REPUBLIKA.CO.ID, JAKARTA — ParagonCorp (PT Paragon Technology and Innovation) meluncurkan Paragon Empties Station di Halte Transjakarta CSW sebagai upaya mendorong praktik ekonomi sirkular melalui pengelolaan sampah kemasan kosmetik. Inisiatif berbasis kolaborasi lintas sektor ini digagas bersama Plasticpay dan didukung Pemerintah Provinsi DKI Jakarta.
Paragon Empities Stasion memungkinkan masyarakat, khususnya pengguna Transjakarta, untuk mendaur ulang sampah plastik dengan imbalan uang.
Head of CSR Paragon Corp Suci Hendrina mengatakan peluncuran Paragon Empties Station merupakan langkah awal perusahaan dalam membangun kebiasaan baru yang lebih bertanggung jawab terhadap lingkungan, dimulai dari hal yang paling dekat dengan kehidupan sehari-hari, yakni konsumsi produk perawatan diri.

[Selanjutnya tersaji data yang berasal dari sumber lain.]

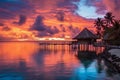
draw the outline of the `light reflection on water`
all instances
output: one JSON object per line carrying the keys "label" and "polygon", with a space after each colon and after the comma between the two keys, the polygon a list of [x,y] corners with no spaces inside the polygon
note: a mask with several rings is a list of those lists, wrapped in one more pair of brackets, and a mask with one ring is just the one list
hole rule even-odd
{"label": "light reflection on water", "polygon": [[115,80],[103,62],[78,59],[77,52],[68,45],[1,42],[0,80]]}

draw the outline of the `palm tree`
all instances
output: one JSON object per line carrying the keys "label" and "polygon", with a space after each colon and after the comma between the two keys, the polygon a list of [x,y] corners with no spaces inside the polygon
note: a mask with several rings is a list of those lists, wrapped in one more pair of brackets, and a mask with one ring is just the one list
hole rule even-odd
{"label": "palm tree", "polygon": [[96,29],[97,29],[97,35],[99,36],[99,37],[101,37],[102,36],[102,34],[101,34],[101,30],[102,30],[102,28],[103,28],[103,20],[101,19],[101,18],[97,18],[97,20],[95,20],[95,23],[94,23],[95,25],[95,27],[96,27]]}

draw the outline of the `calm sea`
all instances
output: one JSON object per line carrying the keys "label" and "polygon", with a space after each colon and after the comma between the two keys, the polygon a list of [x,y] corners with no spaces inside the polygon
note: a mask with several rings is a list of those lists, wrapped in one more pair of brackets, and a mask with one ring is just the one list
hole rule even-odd
{"label": "calm sea", "polygon": [[0,80],[120,80],[103,60],[78,58],[79,52],[69,45],[0,42]]}

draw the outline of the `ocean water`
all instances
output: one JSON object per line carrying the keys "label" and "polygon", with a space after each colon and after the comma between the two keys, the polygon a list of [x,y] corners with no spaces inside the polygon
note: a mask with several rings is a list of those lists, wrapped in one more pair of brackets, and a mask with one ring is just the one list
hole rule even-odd
{"label": "ocean water", "polygon": [[79,52],[69,45],[0,42],[0,80],[120,80],[103,60]]}

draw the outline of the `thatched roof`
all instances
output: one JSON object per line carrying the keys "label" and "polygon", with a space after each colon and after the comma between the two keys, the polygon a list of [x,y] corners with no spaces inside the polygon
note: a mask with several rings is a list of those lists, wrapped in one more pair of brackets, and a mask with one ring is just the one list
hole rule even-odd
{"label": "thatched roof", "polygon": [[84,28],[74,39],[97,39],[97,35],[93,34],[87,28]]}

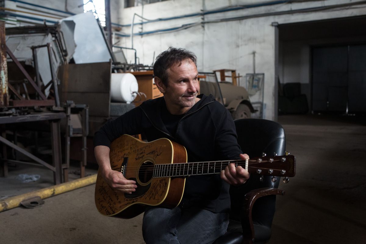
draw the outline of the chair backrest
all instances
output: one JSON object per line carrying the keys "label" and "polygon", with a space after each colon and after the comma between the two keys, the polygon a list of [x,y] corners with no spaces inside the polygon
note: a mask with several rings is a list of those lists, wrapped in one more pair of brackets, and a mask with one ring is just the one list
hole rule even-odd
{"label": "chair backrest", "polygon": [[[273,155],[274,153],[279,155],[285,154],[285,132],[279,124],[271,120],[257,119],[240,119],[234,122],[238,143],[243,152],[249,155],[250,158],[262,156],[263,153],[268,156]],[[264,176],[262,181],[260,180],[260,177],[258,175],[251,175],[247,182],[243,185],[231,187],[231,219],[240,221],[240,214],[238,214],[242,207],[246,193],[259,188],[278,187],[280,177],[276,177],[277,180],[273,182],[272,176]],[[258,199],[253,207],[253,222],[270,228],[274,213],[276,196],[269,196],[261,198],[263,199]]]}

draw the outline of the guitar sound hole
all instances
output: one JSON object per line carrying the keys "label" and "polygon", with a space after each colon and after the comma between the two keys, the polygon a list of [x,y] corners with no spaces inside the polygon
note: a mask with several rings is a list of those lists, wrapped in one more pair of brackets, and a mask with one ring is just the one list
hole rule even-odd
{"label": "guitar sound hole", "polygon": [[150,161],[144,162],[138,170],[138,179],[141,183],[148,182],[153,177],[154,164]]}

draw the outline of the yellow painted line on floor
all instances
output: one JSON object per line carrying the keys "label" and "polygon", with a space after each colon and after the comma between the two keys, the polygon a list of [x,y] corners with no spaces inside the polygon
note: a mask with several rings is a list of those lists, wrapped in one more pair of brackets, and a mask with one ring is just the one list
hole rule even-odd
{"label": "yellow painted line on floor", "polygon": [[97,181],[97,174],[63,183],[42,189],[9,198],[0,202],[0,212],[14,209],[20,206],[24,200],[36,196],[42,199],[74,190],[94,184]]}

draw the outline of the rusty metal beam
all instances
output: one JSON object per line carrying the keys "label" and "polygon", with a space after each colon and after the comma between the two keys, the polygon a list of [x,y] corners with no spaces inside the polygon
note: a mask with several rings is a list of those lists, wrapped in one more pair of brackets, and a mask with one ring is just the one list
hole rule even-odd
{"label": "rusty metal beam", "polygon": [[55,106],[54,100],[11,100],[10,107],[33,107],[34,106]]}
{"label": "rusty metal beam", "polygon": [[0,136],[0,142],[2,142],[4,144],[6,145],[7,146],[8,146],[9,147],[11,147],[14,148],[14,149],[16,150],[19,153],[24,154],[27,157],[28,157],[29,158],[32,159],[33,159],[36,162],[38,163],[39,163],[40,164],[42,165],[45,167],[48,168],[49,169],[51,169],[52,171],[53,171],[54,172],[55,171],[56,168],[55,167],[53,167],[52,165],[50,165],[49,164],[47,164],[43,160],[42,160],[42,159],[38,158],[37,157],[36,157],[33,154],[30,153],[29,153],[26,151],[24,149],[23,149],[22,148],[19,147],[17,145],[14,144],[14,143],[8,140],[3,136]]}
{"label": "rusty metal beam", "polygon": [[[24,83],[23,84],[24,84]],[[24,98],[21,96],[20,94],[18,93],[18,92],[16,91],[16,90],[15,90],[15,89],[14,88],[14,87],[12,86],[10,83],[8,83],[8,87],[10,90],[13,93],[14,93],[14,94],[18,97],[18,98],[20,100],[24,100]],[[8,102],[8,106],[9,106]]]}
{"label": "rusty metal beam", "polygon": [[8,65],[5,45],[5,23],[0,21],[0,106],[9,105],[8,90]]}
{"label": "rusty metal beam", "polygon": [[23,75],[24,75],[24,76],[25,76],[26,78],[27,78],[27,79],[29,82],[29,83],[30,83],[31,85],[32,85],[32,86],[33,86],[34,90],[35,90],[38,93],[38,95],[40,95],[40,96],[42,98],[42,99],[43,100],[46,100],[47,99],[47,98],[46,97],[46,96],[45,96],[45,94],[44,94],[42,92],[41,89],[39,87],[38,87],[38,86],[37,86],[37,84],[34,83],[34,82],[33,80],[33,79],[32,79],[29,76],[29,74],[28,74],[28,72],[26,71],[26,70],[24,69],[24,68],[22,65],[20,63],[19,63],[19,61],[18,61],[18,60],[16,57],[15,57],[15,56],[14,56],[14,55],[13,54],[11,51],[10,49],[9,49],[9,48],[6,46],[6,44],[5,45],[5,46],[6,47],[6,52],[8,53],[8,54],[10,57],[11,59],[13,60],[14,63],[15,63],[16,66],[18,67],[19,69],[22,72]]}

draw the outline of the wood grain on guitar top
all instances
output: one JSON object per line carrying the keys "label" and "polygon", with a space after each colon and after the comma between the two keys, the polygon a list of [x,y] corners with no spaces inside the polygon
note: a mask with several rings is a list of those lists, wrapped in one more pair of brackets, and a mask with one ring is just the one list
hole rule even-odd
{"label": "wood grain on guitar top", "polygon": [[[180,201],[185,179],[183,177],[153,178],[154,165],[187,162],[184,147],[165,138],[145,143],[123,135],[111,144],[112,169],[123,171],[125,177],[136,181],[132,194],[115,190],[98,171],[95,203],[98,211],[107,216],[129,218],[142,213],[142,205],[174,207]],[[128,208],[126,211],[124,211]]]}

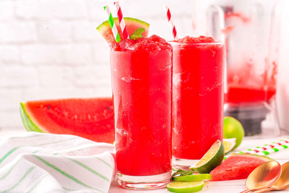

“Hari ini kami mengucapkan syukur dan berterima kasih atas dukungan semua pihak, khususnya Pemprov DKI Jakarta dan Transjakarta, sehingga kita bisa meresmikan Paragon Empties Station sebagai bagian dari upaya bersama membangun kesadaran dan kebiasaan masyarakat dalam pengelolaan sampah,” ujar Suci dalam sambutannya, Selasa (7/4/2026).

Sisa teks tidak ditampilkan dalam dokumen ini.